List actions = new List


() =>{console.writeline ("A-1");},

() =>{console.writeline ("A-2");},

() =>{console.writeline ("A-3");},

() =>{console.writeline ("A-4");}


Traversing output results

foreach (var action in actions)


ThreadPool.QueueUserWorkItem (State => Action (), NULL);


Console.readkey ();




This very unexpected result is as follows:

Why is that so?

I analyze, first of all, we all know that it takes time to create a thread, the thread pool is easy to manipulate as an object for managing threads, but it is difficult to control when it comes to detail, and the idea is that when the thread pool receives the request, a free thread from the thread pool is assigned to it and then started. But thread pool threads from creation to startup takes time, but the main thread's loop is obviously just instantaneous, it's completely unnecessary to be mixed in with the waiting of the thread pool, so the main thread completes the loop. The last thread pool received the request delegate is the last one in the list, how to solve?

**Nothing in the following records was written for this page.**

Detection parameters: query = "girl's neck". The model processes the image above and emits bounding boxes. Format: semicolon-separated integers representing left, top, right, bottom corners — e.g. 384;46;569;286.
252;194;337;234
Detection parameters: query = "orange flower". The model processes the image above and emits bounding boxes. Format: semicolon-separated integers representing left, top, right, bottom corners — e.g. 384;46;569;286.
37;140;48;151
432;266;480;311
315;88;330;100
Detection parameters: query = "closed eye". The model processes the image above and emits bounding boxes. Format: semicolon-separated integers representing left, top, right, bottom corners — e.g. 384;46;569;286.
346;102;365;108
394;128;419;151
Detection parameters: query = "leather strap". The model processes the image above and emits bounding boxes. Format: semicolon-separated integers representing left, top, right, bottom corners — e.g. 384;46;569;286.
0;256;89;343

Mode one: Thread.Sleep (1);

Bloggers say the way to Thread.Sleep (n) is difficult to accept, in fact, as long as the principle of careful analysis, you can know that this way is acceptable or even subtle, Thread.Sleep (n) is blocking the current thread for a certain time, The processing of the thread in either the primary thread or the thread pool is effective, at least for the time it took for the thread in the thread pool to request and start. Of course, the thread blocking here must be the main line, so that it does not get CPU time, so it succeeds in getting the expected results.

Then another way was taken,

Mode two:

foreach (var action in actions)


var tempaction = action;

ThreadPool.QueueUserWorkItem (State => tempaction (), NULL);


Store the variables in the loop in a temporary variable, why do you do that?

Everyone knows that the thread pool has a request for it to assign a free thread to work with it, when the variable in each cycle is different is the object is not at the same time each request differences, of course, the thread pool must be prepared for each, unlike the loop variable directly as a request, At this point each request is ready in sequence to start up in turn. Of course, it was successful.